Bilan de l’usage du dispositif

Un usage disparate selon la destination initiale du point d’accueil

  • L’utilisation du dispositif VisioRDV a montré des disparités au sein même des points d’accueil. En effet, ceux portés par des relais de services publics ou des structures sociales, plus habitués à interagir avec un public en demande d’informations et les services, ont montré un usage exponentiel, tandis que les « petits » points d’accueil (agence postale, communauté de communes, etc.) ont eu plus de mal à être identifiés, tant par leur public cible que par les services.
  • On a pu remarquer aussi que l’usage dépendait essentiellement de la motivation et des compétences de l’agent d’accueil qui est amenée à parler du dispositif et à diffuser l’information autour d’elle. Une formation spécifique n’est pas à négliger.

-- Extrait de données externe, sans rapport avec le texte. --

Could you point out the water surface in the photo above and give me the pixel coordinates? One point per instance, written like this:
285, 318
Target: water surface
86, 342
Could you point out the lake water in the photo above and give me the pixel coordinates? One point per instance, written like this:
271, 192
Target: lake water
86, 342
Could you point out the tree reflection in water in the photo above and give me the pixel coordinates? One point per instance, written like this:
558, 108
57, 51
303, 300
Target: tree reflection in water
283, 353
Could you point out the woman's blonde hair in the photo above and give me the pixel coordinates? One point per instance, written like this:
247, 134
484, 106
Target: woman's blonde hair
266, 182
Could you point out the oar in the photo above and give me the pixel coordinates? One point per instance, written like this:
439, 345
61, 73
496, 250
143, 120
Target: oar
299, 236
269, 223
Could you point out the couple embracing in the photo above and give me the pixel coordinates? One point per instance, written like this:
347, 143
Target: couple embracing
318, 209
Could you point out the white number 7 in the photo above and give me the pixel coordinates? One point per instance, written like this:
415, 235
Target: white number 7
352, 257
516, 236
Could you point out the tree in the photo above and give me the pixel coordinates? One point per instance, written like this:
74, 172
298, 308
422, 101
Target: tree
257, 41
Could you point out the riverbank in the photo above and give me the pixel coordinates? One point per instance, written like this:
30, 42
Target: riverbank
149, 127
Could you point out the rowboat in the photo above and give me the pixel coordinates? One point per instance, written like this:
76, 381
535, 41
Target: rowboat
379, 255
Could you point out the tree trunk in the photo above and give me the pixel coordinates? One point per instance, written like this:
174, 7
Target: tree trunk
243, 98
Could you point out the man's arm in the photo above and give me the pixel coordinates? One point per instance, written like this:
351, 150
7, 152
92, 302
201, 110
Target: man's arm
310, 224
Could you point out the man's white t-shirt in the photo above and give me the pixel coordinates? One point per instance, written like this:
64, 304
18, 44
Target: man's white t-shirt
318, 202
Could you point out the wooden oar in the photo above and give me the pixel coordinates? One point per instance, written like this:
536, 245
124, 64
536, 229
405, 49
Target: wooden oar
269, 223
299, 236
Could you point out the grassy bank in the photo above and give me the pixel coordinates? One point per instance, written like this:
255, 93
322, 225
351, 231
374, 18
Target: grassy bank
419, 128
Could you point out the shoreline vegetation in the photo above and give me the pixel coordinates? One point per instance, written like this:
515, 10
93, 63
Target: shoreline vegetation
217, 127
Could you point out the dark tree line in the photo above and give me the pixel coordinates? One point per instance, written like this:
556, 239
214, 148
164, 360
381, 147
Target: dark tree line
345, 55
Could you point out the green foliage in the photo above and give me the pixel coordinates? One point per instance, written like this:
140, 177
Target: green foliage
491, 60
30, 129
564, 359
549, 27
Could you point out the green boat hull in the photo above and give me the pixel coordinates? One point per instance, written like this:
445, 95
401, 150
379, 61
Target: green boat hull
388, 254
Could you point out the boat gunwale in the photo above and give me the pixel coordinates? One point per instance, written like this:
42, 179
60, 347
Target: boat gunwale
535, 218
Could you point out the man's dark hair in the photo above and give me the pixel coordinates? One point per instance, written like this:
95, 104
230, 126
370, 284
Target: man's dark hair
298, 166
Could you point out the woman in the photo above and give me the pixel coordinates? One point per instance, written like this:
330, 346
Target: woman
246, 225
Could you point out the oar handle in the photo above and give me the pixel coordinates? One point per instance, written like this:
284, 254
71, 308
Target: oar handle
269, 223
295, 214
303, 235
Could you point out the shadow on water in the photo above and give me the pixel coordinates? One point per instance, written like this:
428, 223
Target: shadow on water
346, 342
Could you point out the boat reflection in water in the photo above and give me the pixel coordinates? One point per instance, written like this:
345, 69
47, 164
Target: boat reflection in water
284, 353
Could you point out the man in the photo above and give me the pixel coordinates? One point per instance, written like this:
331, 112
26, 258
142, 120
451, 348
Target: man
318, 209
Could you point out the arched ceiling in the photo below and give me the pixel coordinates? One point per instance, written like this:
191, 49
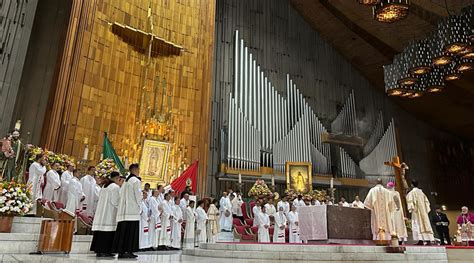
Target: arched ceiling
369, 44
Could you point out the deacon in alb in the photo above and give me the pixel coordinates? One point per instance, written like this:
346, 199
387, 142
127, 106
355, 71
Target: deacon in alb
105, 219
419, 207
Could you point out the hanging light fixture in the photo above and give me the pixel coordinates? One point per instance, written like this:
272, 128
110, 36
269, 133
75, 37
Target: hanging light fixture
419, 56
369, 2
389, 11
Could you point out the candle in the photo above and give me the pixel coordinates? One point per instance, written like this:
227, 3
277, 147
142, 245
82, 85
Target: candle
86, 152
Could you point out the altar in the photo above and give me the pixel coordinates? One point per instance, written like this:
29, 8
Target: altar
335, 224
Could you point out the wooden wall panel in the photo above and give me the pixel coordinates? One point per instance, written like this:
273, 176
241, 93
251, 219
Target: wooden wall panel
282, 42
99, 85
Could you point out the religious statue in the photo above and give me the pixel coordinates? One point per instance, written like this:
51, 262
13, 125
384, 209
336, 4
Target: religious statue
15, 157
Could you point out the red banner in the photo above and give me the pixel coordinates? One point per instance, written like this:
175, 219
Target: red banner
187, 178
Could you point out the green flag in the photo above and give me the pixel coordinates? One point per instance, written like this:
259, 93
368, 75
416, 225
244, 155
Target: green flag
108, 152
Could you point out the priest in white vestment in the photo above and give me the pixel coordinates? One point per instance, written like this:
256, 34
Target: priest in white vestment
201, 220
105, 219
66, 176
75, 195
380, 201
293, 225
280, 225
189, 233
127, 238
89, 187
144, 223
398, 218
212, 221
176, 225
263, 226
166, 216
155, 220
36, 173
419, 207
225, 220
53, 184
284, 203
357, 203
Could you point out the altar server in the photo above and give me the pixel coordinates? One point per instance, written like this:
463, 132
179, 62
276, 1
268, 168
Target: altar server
225, 220
280, 225
75, 195
284, 204
201, 219
263, 226
155, 220
380, 201
212, 221
126, 240
105, 219
397, 216
166, 216
189, 233
176, 225
36, 172
66, 177
419, 207
144, 243
89, 187
293, 225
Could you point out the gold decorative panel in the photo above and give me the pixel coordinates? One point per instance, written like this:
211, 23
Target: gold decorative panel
110, 81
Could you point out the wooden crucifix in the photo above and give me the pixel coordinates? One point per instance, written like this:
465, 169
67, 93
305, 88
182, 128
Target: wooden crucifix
401, 185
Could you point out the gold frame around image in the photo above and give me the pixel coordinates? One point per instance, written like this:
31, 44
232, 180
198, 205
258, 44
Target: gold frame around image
299, 176
154, 161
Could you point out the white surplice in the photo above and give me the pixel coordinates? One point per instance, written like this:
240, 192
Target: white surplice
155, 222
398, 218
419, 207
52, 187
144, 226
105, 218
176, 227
212, 223
165, 234
285, 205
380, 201
66, 176
201, 229
263, 225
278, 233
294, 229
74, 196
36, 172
189, 233
89, 187
225, 222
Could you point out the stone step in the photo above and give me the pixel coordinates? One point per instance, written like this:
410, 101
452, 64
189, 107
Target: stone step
24, 243
314, 248
330, 256
31, 225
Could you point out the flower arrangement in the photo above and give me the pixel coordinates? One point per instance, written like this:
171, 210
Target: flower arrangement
260, 189
14, 199
105, 167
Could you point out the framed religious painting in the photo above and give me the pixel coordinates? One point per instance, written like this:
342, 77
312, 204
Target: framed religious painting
154, 162
299, 177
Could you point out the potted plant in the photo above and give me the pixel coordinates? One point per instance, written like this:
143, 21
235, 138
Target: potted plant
15, 200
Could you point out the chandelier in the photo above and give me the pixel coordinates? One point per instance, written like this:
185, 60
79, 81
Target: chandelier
389, 11
425, 65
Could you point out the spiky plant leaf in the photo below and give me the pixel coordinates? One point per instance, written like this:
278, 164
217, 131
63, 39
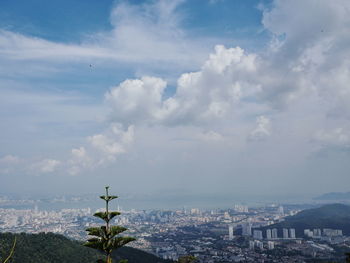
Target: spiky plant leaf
115, 230
108, 198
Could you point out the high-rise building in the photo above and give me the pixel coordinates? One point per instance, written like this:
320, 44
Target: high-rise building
317, 232
268, 234
274, 233
230, 232
308, 233
241, 208
292, 233
257, 234
259, 244
280, 210
270, 245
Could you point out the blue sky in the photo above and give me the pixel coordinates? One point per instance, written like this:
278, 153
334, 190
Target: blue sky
218, 96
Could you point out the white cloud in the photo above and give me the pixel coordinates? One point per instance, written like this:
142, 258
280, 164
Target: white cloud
46, 166
147, 34
200, 97
9, 159
211, 136
337, 137
112, 143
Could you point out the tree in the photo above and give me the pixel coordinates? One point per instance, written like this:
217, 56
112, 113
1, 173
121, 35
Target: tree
11, 251
106, 238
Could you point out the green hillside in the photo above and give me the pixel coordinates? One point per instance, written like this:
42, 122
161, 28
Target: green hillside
336, 216
53, 248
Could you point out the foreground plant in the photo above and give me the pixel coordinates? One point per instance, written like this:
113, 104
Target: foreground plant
106, 238
11, 251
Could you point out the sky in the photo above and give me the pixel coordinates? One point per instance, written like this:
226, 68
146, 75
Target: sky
173, 99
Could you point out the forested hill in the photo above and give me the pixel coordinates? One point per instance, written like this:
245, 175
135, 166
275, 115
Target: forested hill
53, 248
336, 216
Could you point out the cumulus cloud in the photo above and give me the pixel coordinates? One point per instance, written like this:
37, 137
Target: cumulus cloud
100, 148
46, 166
262, 130
113, 142
202, 96
211, 136
307, 61
337, 137
9, 159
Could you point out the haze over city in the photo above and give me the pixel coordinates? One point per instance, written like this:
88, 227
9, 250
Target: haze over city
204, 99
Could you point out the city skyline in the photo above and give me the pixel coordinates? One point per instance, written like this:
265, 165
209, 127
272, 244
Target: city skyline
177, 98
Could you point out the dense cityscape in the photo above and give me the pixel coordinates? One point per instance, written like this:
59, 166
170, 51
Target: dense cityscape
238, 234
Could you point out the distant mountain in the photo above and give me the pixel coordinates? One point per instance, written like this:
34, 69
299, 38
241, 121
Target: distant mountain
335, 196
53, 248
335, 216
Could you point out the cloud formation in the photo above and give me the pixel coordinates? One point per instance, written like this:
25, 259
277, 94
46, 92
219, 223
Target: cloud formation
290, 95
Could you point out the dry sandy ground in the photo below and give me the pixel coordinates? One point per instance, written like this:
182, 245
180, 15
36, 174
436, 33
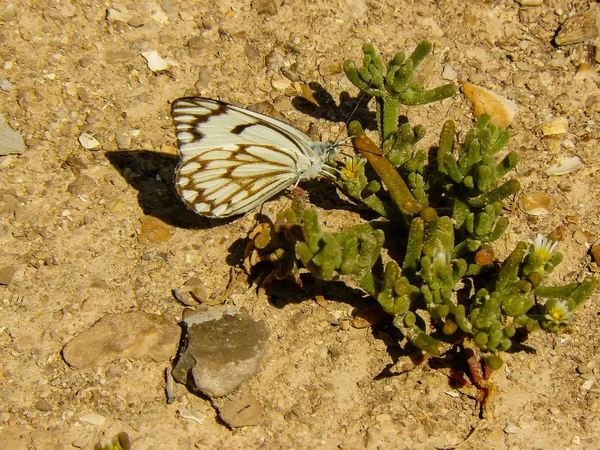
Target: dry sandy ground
86, 250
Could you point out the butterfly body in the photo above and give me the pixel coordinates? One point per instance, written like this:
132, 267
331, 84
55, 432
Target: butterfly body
233, 159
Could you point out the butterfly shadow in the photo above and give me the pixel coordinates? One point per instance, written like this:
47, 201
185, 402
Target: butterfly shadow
152, 175
348, 108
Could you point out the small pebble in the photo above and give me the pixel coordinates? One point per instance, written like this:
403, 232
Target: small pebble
156, 63
596, 253
199, 46
93, 418
267, 7
579, 28
190, 414
556, 125
82, 185
502, 110
567, 165
330, 69
123, 139
154, 231
281, 84
449, 73
113, 57
6, 274
535, 203
43, 405
6, 85
88, 141
192, 292
11, 141
580, 237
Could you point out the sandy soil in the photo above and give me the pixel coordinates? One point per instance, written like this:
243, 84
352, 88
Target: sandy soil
82, 251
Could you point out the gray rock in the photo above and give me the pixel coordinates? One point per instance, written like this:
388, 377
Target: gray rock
6, 274
222, 349
132, 335
11, 142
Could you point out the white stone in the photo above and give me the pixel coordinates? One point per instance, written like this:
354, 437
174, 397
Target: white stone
88, 141
156, 63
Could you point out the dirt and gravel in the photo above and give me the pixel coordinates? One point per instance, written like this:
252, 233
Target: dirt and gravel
85, 232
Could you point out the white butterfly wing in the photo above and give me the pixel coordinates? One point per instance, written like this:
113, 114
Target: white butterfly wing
233, 159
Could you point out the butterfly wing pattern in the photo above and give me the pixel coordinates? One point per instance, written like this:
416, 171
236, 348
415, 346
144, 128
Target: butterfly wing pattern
234, 159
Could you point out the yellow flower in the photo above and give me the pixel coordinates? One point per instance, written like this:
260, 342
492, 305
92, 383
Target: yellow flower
353, 169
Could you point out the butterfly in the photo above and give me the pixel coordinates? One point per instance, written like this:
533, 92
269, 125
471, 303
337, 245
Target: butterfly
234, 159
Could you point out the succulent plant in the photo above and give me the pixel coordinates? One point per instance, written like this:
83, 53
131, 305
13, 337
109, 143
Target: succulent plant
441, 211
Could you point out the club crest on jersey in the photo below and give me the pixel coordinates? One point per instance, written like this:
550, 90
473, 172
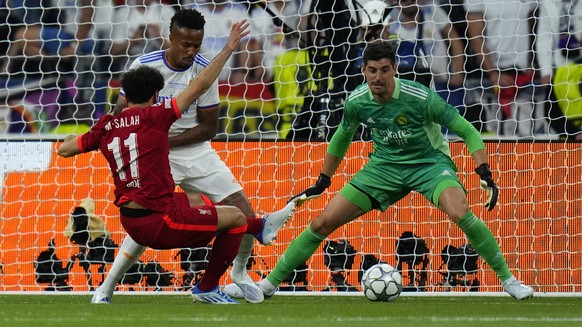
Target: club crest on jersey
401, 120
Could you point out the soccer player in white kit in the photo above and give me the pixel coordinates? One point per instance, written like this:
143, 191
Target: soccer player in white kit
196, 167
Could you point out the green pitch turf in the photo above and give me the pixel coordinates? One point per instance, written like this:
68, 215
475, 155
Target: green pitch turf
280, 311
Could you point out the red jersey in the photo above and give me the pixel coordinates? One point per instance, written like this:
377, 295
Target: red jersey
135, 144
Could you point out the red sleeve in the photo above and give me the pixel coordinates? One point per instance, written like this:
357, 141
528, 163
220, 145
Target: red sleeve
90, 140
175, 107
80, 143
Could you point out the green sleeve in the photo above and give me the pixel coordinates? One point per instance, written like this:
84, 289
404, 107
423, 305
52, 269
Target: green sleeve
340, 142
468, 132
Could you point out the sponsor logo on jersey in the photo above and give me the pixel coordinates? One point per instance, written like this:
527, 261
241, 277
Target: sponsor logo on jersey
206, 212
399, 137
401, 120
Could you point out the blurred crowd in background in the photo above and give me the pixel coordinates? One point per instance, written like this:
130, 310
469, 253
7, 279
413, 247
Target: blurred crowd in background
512, 67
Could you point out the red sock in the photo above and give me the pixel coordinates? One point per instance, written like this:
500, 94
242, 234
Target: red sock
224, 250
254, 225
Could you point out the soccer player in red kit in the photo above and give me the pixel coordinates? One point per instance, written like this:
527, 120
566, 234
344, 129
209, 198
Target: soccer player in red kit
135, 144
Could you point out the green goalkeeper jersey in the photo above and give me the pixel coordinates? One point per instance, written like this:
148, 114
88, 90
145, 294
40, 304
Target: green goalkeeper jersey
405, 130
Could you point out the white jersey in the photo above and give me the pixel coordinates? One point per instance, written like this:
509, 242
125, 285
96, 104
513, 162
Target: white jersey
175, 81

Des compétences accrues pour les points d’accueil

  • Le dispositif a par ailleurs pu permettre aux points d’accueil de renforcer leurs liens avec les services en appuyant leur rôle d’interface entre eux et les usagers (rôle de primo-accueil, de défrichage des demandes et des besoins permettant d’optimiser les rdv en visio, etc.). Un contact direct avec les services reste ainsi le meilleur moyen d’apporter une réponse rapide et pertinente aux usagers tout en optimisant le temps d’accueil des services.
  • La présence du dispositif a aussi renforcé la légitimité des points d’accueil au niveau local et a démontré l’utilité d’un accueil public dans des zones éloignées avec, pour certains, une demande de labellisation RSP-MsaP ou l’ouverture d’une antenne, bien vue de la part de la Préfecture.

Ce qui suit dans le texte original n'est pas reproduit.